You are given an HTTP API that represents a maze-like forest. The entrance is available at GET /mirkwood.

Each location in the forest is identified by a string id. A GET request to a location returns JSON describing that location and the possible next moves. Your program must explore the forest until it reaches the exit, then print the final location id.
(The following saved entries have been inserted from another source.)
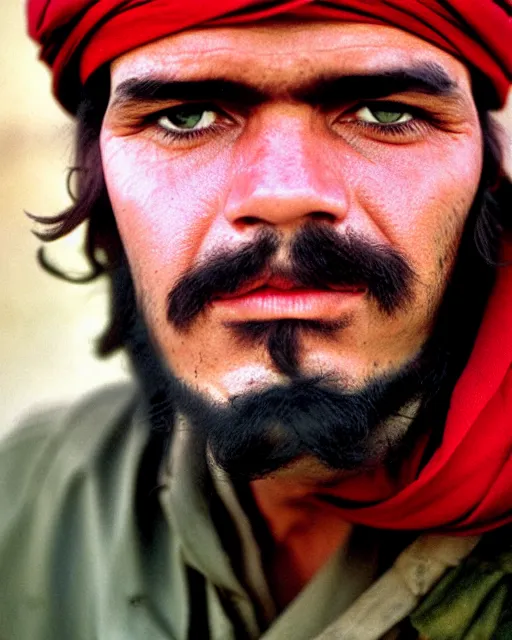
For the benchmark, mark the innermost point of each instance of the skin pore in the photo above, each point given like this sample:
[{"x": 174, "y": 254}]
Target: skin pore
[{"x": 213, "y": 136}]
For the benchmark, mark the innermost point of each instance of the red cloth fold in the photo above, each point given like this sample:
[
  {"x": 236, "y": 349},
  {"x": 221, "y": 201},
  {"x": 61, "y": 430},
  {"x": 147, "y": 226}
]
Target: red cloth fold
[
  {"x": 77, "y": 37},
  {"x": 466, "y": 487}
]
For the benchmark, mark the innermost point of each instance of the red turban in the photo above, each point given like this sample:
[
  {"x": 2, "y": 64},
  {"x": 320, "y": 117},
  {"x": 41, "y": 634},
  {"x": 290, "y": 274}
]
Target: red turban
[{"x": 77, "y": 37}]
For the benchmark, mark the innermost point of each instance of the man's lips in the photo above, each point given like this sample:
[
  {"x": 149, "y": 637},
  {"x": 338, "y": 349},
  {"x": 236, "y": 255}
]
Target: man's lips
[{"x": 279, "y": 298}]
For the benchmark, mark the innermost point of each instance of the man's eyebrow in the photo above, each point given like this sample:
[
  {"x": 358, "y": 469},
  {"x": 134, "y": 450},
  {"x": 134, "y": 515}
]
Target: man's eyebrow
[
  {"x": 153, "y": 89},
  {"x": 430, "y": 79}
]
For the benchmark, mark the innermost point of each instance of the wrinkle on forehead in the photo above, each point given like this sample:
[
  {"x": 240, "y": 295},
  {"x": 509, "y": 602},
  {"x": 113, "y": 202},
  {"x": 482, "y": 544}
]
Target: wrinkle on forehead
[{"x": 279, "y": 48}]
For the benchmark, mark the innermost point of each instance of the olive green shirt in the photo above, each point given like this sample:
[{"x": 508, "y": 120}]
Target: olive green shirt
[{"x": 84, "y": 555}]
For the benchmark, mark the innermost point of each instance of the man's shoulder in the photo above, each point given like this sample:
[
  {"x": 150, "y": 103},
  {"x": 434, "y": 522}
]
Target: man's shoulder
[
  {"x": 63, "y": 440},
  {"x": 67, "y": 483}
]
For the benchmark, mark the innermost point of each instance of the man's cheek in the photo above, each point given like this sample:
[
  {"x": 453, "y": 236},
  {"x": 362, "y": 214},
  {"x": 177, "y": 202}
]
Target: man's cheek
[{"x": 160, "y": 211}]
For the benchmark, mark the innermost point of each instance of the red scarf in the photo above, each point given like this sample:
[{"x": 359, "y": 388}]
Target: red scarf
[{"x": 77, "y": 37}]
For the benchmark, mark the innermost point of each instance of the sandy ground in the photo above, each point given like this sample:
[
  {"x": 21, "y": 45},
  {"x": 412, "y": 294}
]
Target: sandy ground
[{"x": 47, "y": 327}]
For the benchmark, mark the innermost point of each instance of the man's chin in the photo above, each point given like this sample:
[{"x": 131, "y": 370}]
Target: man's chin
[{"x": 308, "y": 427}]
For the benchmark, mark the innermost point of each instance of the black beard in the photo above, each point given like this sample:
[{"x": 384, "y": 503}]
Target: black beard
[
  {"x": 250, "y": 448},
  {"x": 257, "y": 433},
  {"x": 319, "y": 258}
]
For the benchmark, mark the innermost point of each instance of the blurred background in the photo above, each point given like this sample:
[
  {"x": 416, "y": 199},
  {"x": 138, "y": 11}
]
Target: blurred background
[{"x": 47, "y": 327}]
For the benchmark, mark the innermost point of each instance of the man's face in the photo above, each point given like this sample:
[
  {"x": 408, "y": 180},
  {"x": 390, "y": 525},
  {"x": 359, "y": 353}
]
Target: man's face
[{"x": 216, "y": 138}]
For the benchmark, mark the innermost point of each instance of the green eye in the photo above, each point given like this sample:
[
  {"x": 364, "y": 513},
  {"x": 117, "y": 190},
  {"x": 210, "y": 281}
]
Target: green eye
[
  {"x": 381, "y": 116},
  {"x": 187, "y": 118}
]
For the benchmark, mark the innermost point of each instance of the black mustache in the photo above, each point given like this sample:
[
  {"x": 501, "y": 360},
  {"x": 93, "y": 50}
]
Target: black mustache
[{"x": 319, "y": 257}]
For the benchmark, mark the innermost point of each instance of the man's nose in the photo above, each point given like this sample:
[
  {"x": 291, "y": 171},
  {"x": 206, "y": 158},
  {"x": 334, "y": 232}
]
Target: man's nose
[{"x": 285, "y": 173}]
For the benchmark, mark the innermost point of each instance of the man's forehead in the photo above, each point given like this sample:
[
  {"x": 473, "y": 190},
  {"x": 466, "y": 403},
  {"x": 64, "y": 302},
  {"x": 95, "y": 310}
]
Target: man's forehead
[{"x": 274, "y": 52}]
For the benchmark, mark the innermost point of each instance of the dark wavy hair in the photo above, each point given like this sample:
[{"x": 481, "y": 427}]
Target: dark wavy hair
[{"x": 103, "y": 249}]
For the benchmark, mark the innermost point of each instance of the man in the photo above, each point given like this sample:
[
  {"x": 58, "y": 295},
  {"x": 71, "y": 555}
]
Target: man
[{"x": 302, "y": 211}]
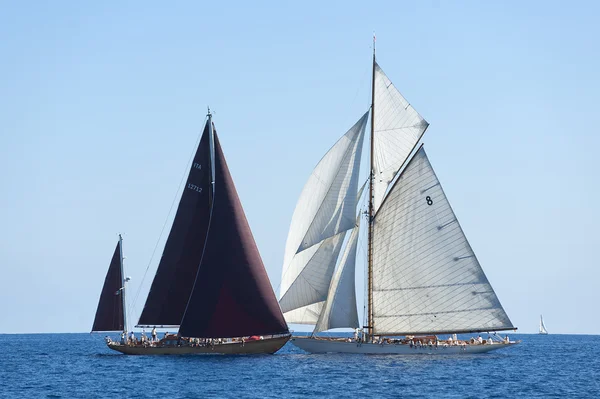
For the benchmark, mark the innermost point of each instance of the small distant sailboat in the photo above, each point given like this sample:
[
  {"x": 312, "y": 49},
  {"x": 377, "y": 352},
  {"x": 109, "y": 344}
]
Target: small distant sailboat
[
  {"x": 110, "y": 314},
  {"x": 543, "y": 330},
  {"x": 210, "y": 284},
  {"x": 423, "y": 278}
]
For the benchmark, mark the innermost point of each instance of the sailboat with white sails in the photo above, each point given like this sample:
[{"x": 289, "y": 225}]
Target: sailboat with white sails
[
  {"x": 423, "y": 278},
  {"x": 543, "y": 330}
]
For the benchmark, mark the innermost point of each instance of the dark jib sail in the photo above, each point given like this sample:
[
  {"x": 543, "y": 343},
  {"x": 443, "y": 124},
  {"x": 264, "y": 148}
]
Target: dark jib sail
[
  {"x": 109, "y": 315},
  {"x": 176, "y": 273},
  {"x": 232, "y": 296}
]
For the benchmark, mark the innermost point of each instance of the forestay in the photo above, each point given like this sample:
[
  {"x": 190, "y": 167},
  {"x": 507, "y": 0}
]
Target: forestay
[
  {"x": 397, "y": 129},
  {"x": 426, "y": 278}
]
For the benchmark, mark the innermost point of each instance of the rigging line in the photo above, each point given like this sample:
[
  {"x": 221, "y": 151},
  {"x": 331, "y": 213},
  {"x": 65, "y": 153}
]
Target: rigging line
[
  {"x": 185, "y": 173},
  {"x": 360, "y": 86}
]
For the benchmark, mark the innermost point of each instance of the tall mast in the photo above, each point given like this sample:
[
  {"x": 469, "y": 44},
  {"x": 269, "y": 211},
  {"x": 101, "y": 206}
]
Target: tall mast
[
  {"x": 370, "y": 219},
  {"x": 123, "y": 281}
]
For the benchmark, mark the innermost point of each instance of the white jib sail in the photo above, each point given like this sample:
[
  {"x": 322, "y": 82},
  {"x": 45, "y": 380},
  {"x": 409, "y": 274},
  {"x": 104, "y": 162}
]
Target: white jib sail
[
  {"x": 426, "y": 278},
  {"x": 339, "y": 310},
  {"x": 325, "y": 210},
  {"x": 397, "y": 129}
]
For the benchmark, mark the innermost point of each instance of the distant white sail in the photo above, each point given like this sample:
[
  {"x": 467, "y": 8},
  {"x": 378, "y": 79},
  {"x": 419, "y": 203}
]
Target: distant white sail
[
  {"x": 426, "y": 278},
  {"x": 542, "y": 326},
  {"x": 397, "y": 129},
  {"x": 325, "y": 210},
  {"x": 340, "y": 307}
]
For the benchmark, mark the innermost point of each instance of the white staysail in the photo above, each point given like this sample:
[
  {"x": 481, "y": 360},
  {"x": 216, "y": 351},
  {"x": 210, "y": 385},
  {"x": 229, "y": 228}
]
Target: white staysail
[
  {"x": 309, "y": 274},
  {"x": 325, "y": 210},
  {"x": 305, "y": 315},
  {"x": 542, "y": 326},
  {"x": 340, "y": 307},
  {"x": 426, "y": 278},
  {"x": 328, "y": 201},
  {"x": 397, "y": 127}
]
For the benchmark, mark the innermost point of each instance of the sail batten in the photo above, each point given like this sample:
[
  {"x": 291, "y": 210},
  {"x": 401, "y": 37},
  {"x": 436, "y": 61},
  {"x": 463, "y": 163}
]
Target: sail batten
[{"x": 426, "y": 277}]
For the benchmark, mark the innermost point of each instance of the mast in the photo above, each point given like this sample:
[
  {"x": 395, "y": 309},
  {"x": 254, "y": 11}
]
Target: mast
[
  {"x": 370, "y": 206},
  {"x": 123, "y": 281}
]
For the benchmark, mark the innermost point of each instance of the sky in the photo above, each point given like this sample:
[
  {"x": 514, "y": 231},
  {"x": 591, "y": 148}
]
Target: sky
[{"x": 102, "y": 104}]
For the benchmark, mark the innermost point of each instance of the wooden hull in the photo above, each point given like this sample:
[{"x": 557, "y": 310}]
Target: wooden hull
[
  {"x": 313, "y": 345},
  {"x": 265, "y": 346}
]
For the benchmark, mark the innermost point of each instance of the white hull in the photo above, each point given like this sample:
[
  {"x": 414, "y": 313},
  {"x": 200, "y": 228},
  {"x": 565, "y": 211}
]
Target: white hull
[{"x": 313, "y": 345}]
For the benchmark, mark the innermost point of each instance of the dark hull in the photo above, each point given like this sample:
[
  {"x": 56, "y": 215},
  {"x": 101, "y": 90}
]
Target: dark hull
[{"x": 265, "y": 346}]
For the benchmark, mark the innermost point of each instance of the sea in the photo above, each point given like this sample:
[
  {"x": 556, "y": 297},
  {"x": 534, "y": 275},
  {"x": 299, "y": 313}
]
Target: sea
[{"x": 81, "y": 366}]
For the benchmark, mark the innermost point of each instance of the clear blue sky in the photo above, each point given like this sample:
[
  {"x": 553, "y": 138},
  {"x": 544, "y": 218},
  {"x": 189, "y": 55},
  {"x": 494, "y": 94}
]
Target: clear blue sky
[{"x": 102, "y": 102}]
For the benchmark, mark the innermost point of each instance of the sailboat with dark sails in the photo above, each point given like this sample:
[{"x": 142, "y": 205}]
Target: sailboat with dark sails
[
  {"x": 211, "y": 283},
  {"x": 110, "y": 314},
  {"x": 423, "y": 278}
]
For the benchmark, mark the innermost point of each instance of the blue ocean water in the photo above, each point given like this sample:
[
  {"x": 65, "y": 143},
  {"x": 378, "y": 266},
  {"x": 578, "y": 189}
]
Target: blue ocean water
[{"x": 81, "y": 366}]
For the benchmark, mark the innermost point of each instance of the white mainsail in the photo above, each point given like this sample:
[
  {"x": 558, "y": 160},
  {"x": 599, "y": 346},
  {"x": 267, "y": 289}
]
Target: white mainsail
[
  {"x": 426, "y": 278},
  {"x": 397, "y": 128},
  {"x": 339, "y": 309},
  {"x": 325, "y": 210}
]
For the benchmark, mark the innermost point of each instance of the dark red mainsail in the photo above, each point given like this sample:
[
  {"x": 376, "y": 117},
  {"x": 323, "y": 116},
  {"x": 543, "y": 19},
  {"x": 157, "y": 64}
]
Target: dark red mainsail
[
  {"x": 232, "y": 296},
  {"x": 109, "y": 315},
  {"x": 176, "y": 273}
]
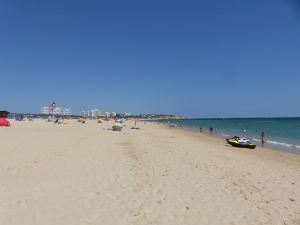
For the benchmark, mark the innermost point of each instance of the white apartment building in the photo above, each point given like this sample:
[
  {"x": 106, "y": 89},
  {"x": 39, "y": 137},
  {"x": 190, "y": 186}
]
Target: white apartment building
[{"x": 56, "y": 111}]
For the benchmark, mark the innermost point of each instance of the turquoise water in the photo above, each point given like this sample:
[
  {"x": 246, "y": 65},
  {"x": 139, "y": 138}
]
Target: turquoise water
[{"x": 282, "y": 134}]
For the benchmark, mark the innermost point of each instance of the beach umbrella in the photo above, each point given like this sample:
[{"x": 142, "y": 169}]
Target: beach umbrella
[
  {"x": 4, "y": 122},
  {"x": 117, "y": 128}
]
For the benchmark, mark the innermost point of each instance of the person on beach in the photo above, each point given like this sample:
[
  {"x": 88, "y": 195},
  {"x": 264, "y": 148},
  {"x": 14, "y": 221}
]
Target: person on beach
[{"x": 263, "y": 139}]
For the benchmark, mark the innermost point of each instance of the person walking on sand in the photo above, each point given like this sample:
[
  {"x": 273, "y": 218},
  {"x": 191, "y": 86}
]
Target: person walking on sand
[{"x": 263, "y": 136}]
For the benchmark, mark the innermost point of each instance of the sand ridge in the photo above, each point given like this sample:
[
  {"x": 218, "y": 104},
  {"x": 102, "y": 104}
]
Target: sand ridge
[{"x": 83, "y": 174}]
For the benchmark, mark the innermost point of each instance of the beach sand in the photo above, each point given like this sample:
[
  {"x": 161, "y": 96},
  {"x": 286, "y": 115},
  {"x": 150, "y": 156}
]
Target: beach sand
[{"x": 83, "y": 174}]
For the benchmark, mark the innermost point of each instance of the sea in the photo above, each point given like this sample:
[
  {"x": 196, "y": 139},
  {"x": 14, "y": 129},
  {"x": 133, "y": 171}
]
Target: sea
[{"x": 282, "y": 134}]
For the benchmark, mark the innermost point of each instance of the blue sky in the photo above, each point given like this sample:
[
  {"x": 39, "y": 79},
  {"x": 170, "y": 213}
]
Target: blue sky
[{"x": 200, "y": 59}]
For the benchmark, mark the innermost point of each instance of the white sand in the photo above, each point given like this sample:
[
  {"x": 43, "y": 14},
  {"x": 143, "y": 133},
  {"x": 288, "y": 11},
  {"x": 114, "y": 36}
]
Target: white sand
[{"x": 82, "y": 174}]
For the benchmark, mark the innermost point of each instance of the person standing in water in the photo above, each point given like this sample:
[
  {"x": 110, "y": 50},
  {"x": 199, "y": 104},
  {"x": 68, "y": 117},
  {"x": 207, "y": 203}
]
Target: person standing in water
[{"x": 263, "y": 136}]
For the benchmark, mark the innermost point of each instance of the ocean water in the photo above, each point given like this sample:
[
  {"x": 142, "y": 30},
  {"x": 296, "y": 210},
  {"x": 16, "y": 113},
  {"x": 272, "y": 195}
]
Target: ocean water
[{"x": 282, "y": 134}]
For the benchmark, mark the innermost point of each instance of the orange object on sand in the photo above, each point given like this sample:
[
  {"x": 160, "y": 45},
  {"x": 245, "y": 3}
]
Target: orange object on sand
[{"x": 4, "y": 122}]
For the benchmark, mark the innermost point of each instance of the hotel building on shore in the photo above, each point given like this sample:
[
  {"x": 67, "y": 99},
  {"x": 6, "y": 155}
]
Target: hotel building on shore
[
  {"x": 91, "y": 113},
  {"x": 56, "y": 111}
]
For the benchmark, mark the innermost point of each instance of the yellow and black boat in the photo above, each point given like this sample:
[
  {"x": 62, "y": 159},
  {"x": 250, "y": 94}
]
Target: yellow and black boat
[{"x": 240, "y": 142}]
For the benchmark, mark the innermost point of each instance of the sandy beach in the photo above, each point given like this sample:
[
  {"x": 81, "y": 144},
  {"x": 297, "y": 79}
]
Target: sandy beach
[{"x": 84, "y": 174}]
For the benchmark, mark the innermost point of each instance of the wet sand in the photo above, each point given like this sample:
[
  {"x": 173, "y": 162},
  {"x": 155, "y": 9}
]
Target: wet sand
[{"x": 83, "y": 174}]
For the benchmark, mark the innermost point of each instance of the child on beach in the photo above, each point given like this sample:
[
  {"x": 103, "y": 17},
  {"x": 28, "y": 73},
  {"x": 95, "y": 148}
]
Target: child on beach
[{"x": 263, "y": 139}]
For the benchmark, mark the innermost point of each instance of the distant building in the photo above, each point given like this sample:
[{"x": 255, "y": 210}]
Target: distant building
[
  {"x": 92, "y": 113},
  {"x": 56, "y": 111}
]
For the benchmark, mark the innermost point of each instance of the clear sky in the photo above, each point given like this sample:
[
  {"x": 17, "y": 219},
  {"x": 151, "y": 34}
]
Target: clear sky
[{"x": 194, "y": 58}]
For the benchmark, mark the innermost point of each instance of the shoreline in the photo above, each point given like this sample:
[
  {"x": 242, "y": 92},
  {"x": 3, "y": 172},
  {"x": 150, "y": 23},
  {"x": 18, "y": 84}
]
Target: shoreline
[
  {"x": 85, "y": 174},
  {"x": 268, "y": 145}
]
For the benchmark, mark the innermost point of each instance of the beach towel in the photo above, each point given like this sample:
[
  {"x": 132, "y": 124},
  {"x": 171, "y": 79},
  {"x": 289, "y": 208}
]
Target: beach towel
[{"x": 4, "y": 122}]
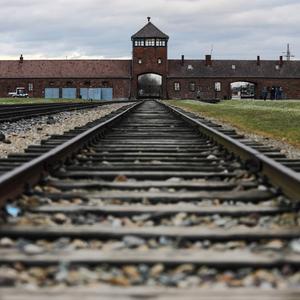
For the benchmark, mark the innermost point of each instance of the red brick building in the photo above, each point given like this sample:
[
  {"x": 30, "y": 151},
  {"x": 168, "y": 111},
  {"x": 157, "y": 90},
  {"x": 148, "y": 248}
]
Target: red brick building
[{"x": 149, "y": 74}]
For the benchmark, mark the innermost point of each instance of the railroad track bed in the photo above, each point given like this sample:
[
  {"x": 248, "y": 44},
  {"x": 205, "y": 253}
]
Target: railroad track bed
[
  {"x": 15, "y": 112},
  {"x": 148, "y": 204},
  {"x": 18, "y": 135},
  {"x": 268, "y": 150}
]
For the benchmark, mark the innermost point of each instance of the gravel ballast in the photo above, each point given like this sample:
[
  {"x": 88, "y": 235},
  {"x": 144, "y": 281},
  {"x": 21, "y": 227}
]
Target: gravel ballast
[{"x": 21, "y": 134}]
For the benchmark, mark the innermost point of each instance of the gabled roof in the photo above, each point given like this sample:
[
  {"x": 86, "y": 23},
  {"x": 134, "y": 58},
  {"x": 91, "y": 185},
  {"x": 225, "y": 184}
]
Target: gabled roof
[
  {"x": 150, "y": 31},
  {"x": 243, "y": 68},
  {"x": 65, "y": 69}
]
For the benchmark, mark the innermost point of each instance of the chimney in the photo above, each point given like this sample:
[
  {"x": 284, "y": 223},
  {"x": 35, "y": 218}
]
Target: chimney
[
  {"x": 281, "y": 61},
  {"x": 258, "y": 60},
  {"x": 208, "y": 61}
]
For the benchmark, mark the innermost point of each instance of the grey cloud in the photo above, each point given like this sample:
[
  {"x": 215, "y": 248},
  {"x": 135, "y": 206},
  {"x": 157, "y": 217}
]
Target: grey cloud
[{"x": 98, "y": 28}]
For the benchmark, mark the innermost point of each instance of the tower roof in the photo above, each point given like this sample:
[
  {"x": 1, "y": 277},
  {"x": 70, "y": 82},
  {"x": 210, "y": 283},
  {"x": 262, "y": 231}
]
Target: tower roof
[{"x": 150, "y": 31}]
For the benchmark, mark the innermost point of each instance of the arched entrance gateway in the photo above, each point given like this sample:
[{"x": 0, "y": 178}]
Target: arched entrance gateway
[{"x": 150, "y": 86}]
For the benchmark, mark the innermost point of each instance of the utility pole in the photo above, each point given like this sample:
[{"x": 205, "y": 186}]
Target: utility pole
[{"x": 288, "y": 53}]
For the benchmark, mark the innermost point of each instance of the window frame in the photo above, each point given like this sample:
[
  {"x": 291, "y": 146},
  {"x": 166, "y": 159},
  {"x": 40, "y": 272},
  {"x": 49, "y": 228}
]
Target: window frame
[
  {"x": 192, "y": 86},
  {"x": 177, "y": 86}
]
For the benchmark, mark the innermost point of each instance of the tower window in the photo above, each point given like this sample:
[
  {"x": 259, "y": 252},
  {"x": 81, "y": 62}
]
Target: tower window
[
  {"x": 139, "y": 43},
  {"x": 192, "y": 86},
  {"x": 30, "y": 87},
  {"x": 177, "y": 86},
  {"x": 150, "y": 42},
  {"x": 160, "y": 43}
]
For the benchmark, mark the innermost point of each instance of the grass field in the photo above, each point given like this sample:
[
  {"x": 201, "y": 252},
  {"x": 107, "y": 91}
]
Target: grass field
[
  {"x": 36, "y": 100},
  {"x": 278, "y": 120}
]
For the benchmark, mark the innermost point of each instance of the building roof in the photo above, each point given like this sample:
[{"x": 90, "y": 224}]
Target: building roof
[
  {"x": 65, "y": 69},
  {"x": 242, "y": 68},
  {"x": 150, "y": 31}
]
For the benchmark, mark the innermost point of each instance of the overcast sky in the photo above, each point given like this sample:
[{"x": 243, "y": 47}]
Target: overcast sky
[{"x": 237, "y": 29}]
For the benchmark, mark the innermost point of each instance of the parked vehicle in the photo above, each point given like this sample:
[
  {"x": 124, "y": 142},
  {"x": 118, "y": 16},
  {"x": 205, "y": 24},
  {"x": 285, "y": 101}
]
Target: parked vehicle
[{"x": 19, "y": 93}]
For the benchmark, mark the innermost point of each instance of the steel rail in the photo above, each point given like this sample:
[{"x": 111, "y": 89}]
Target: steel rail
[
  {"x": 13, "y": 183},
  {"x": 11, "y": 113},
  {"x": 279, "y": 175}
]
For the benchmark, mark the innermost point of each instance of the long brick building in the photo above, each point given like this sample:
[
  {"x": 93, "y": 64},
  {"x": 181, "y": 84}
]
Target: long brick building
[{"x": 149, "y": 74}]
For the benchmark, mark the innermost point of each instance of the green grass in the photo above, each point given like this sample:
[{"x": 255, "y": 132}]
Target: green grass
[
  {"x": 279, "y": 120},
  {"x": 37, "y": 100}
]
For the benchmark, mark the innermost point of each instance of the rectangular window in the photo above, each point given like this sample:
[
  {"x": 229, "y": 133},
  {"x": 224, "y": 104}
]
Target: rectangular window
[
  {"x": 218, "y": 86},
  {"x": 177, "y": 86},
  {"x": 139, "y": 43},
  {"x": 192, "y": 86},
  {"x": 150, "y": 42}
]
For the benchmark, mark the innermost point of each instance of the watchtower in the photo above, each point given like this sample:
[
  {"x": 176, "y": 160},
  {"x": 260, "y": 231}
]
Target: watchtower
[{"x": 149, "y": 62}]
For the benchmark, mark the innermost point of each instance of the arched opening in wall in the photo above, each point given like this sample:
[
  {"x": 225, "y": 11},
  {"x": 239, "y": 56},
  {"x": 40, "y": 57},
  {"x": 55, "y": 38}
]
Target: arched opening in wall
[
  {"x": 243, "y": 90},
  {"x": 150, "y": 86}
]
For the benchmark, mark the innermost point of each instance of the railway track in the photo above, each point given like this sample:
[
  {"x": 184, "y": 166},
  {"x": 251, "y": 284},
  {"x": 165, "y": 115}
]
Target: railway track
[
  {"x": 148, "y": 200},
  {"x": 15, "y": 112}
]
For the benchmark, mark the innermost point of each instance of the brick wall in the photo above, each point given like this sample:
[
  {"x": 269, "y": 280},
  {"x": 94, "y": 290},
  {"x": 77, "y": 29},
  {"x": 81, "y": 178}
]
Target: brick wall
[
  {"x": 121, "y": 87},
  {"x": 291, "y": 87}
]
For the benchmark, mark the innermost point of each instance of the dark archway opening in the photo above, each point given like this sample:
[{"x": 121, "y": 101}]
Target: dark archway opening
[
  {"x": 243, "y": 90},
  {"x": 150, "y": 86}
]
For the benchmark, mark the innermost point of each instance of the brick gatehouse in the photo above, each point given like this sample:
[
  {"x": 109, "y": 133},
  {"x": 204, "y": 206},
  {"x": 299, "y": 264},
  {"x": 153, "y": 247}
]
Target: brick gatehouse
[{"x": 149, "y": 74}]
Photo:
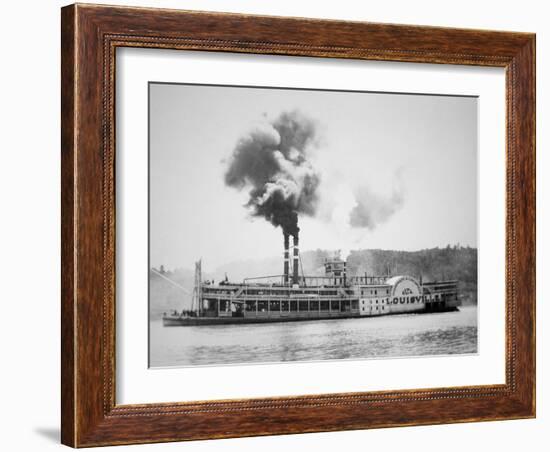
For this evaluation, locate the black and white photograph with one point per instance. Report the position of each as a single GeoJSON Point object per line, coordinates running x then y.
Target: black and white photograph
{"type": "Point", "coordinates": [309, 225]}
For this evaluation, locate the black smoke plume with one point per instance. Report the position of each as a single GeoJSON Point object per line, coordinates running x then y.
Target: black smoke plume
{"type": "Point", "coordinates": [272, 163]}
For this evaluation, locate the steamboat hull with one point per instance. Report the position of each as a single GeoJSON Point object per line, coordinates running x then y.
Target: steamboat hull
{"type": "Point", "coordinates": [199, 321]}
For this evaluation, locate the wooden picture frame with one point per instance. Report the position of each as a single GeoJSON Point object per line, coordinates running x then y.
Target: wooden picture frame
{"type": "Point", "coordinates": [90, 36]}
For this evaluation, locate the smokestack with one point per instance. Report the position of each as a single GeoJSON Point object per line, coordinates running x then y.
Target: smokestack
{"type": "Point", "coordinates": [295, 264]}
{"type": "Point", "coordinates": [345, 272]}
{"type": "Point", "coordinates": [287, 258]}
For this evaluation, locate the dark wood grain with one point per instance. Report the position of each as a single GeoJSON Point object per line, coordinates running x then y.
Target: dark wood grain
{"type": "Point", "coordinates": [90, 36]}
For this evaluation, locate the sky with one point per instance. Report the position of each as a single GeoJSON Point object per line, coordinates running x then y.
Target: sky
{"type": "Point", "coordinates": [410, 159]}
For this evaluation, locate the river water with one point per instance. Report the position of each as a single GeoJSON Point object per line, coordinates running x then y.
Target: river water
{"type": "Point", "coordinates": [380, 337]}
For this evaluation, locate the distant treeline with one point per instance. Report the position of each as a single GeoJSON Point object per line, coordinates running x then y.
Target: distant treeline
{"type": "Point", "coordinates": [449, 263]}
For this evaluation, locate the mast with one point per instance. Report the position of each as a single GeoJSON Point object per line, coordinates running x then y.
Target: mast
{"type": "Point", "coordinates": [196, 303]}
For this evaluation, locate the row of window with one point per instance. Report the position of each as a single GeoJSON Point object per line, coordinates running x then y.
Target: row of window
{"type": "Point", "coordinates": [301, 305]}
{"type": "Point", "coordinates": [374, 292]}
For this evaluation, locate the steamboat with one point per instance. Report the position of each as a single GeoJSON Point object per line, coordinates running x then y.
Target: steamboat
{"type": "Point", "coordinates": [294, 297]}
Assume the API follows this contract:

{
  "id": "A",
  "message": "optional text",
  "neighbors": [
    { "direction": "north", "url": "/mirkwood?location=B" },
    { "direction": "east", "url": "/mirkwood?location=C" }
  ]
}

The exit response contains:

{
  "id": "Z",
  "message": "DONE",
  "neighbors": []
}

Requirements:

  1. Write a program that repeatedly sends GET requests, explores reachable locations, and stops when it receives a response whose message is exactly "DONE" .
  2. Because the forest becomes more dangerous the farther you go, explore shallower locations before deeper ones. In other words, find the exit using breadth-first search.
  3. Avoid infinite loops if the maze contains cycles.
  4. Print the id of the final exit location.
  5. Log enough information while exploring to debug unexpected API responses.

Follow-up:

A second endpoint uses the same maze idea but adds real-world API complications:

  • Some requests may fail temporarily with server errors such as HTTP 500 , 502 , or 503 .
  • Some doors are locked. A neighbor may contain "locked": true and "required_key": "red" .
  • Some locations contain keys, for example "keys": ["red", "blue"] .
  • A locked door can only be traversed after your program has collected the required key.

Extend your program so it can still escape the maze while handling retries for transient failures, collecting keys, and revisiting locations when newly collected keys make additional paths available.